Swogger Marc T, Conner Kenneth R, Caine Eric D, Trabold Nicole, Parkhurst Melissa N, Prothero Laurel M, Maisto Stephen A
Department of Psychiatry.
Department of Psychology.
J Consult Clin Psychol. 2016 Mar;84(3):248-58. doi: 10.1037/ccp0000065. Epub 2016 Jan 4.
In a randomized controlled trial we studied a brief motivational intervention (BMI) for substance use, examining core psychopathic traits as a moderator of treatment efficacy.
Participants were 105 males and females who were 18 years of age and older and in a pretrial jail diversion program. The sample was approximately 52% Black and other minorities and 48% White. Outcome variables at a 6-month follow-up were frequency of substance use (assessed with the Timeline Follow-back Interview and objective toxicology screens), substance use consequences (Short Inventory of Problems-Alcohol and Drug version), and self-reported participation in nonstudy mental health and/or substance use treatment. Psychopathy was assessed using the Psychopathy Checklist-Revised (PCL-R).
BMI interacted with core psychopathic traits to account for 7% of the variance in substance use at follow-up. Treatment was associated with greater use among individuals with high levels of core psychopathic traits. Toxicology screening results were consistent with self-report data. The treatment and standard care groups did not differ on substance use consequences or nonstudy treatment participation at follow-up, and no moderation was found with these outcomes.
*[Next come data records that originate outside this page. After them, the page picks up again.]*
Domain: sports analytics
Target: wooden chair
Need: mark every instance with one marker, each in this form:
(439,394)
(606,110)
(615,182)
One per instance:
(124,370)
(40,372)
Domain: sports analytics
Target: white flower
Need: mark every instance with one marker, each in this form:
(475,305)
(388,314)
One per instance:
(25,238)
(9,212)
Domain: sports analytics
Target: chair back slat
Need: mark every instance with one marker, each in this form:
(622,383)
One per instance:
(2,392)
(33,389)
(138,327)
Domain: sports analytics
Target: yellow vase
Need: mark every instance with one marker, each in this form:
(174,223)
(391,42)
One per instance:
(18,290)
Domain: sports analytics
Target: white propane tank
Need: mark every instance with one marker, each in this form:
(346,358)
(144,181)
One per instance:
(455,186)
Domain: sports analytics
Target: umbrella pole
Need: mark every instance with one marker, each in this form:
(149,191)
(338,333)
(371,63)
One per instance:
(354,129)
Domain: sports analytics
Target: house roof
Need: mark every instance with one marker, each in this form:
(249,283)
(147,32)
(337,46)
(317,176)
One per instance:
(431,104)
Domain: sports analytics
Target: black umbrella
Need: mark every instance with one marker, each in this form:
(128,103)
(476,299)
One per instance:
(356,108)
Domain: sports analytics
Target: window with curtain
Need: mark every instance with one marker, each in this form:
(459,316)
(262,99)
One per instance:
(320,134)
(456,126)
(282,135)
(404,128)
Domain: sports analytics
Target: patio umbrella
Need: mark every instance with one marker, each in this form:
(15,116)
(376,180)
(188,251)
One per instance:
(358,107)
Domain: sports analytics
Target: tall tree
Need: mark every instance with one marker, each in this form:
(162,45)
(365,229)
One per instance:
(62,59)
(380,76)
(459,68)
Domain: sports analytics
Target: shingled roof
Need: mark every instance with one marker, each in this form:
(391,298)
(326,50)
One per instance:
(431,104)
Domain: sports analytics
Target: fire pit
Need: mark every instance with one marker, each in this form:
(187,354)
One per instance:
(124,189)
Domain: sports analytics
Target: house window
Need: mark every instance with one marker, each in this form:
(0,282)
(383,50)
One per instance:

An exploratory analysis indicated that low levels of affective traits of psychopathy were associated with benefit from the BMI in terms of decreased substance use.
Findings suggest that caution is warranted when applying BMIs among offenders; individuals with high levels of core psychopathic traits may not benefit and may be hindered in recovery. Conversely, they indicate that a low-psychopathy subgroup of offenders benefits from these brief and efficient treatments for substance use.
在一项随机对照试验中,我们研究了针对物质使用的简短动机干预(BMI),并将核心精神病态特质作为治疗效果的调节因素进行检验。
参与者为105名年龄在18岁及以上且参加审前监狱转处项目的男性和女性。样本中约52%为黑人及其他少数族裔,48%为白人。6个月随访时的结果变量包括物质使用频率(通过时间线追溯访谈和客观毒理学筛查进行评估)、物质使用后果(问题简短清单-酒精和药物版本)以及自我报告的参与非研究性心理健康和/或物质使用治疗的情况。使用修订版精神病态量表(PCL-R)评估精神病态。
BMI与核心精神病态特质相互作用,解释了随访时物质使用差异的7%。对于核心精神病态特质水平较高的个体,治疗与更多的使用相关。毒理学筛查结果与自我报告数据一致。在随访时,治疗组和标准护理组在物质使用后果或非研究性治疗参与方面没有差异,并且在这些结果中未发现调节作用。一项探索性分析表明,精神病态情感特质水平较低与BMI在减少物质使用方面的益处相关。
研究结果表明,在罪犯中应用BMI时需谨慎;核心精神病态特质水平较高的个体可能无法从中受益,且可能在康复过程中受到阻碍。相反,研究结果表明,低精神病态的罪犯亚组可从这些针对物质使用的简短而有效的治疗中受益。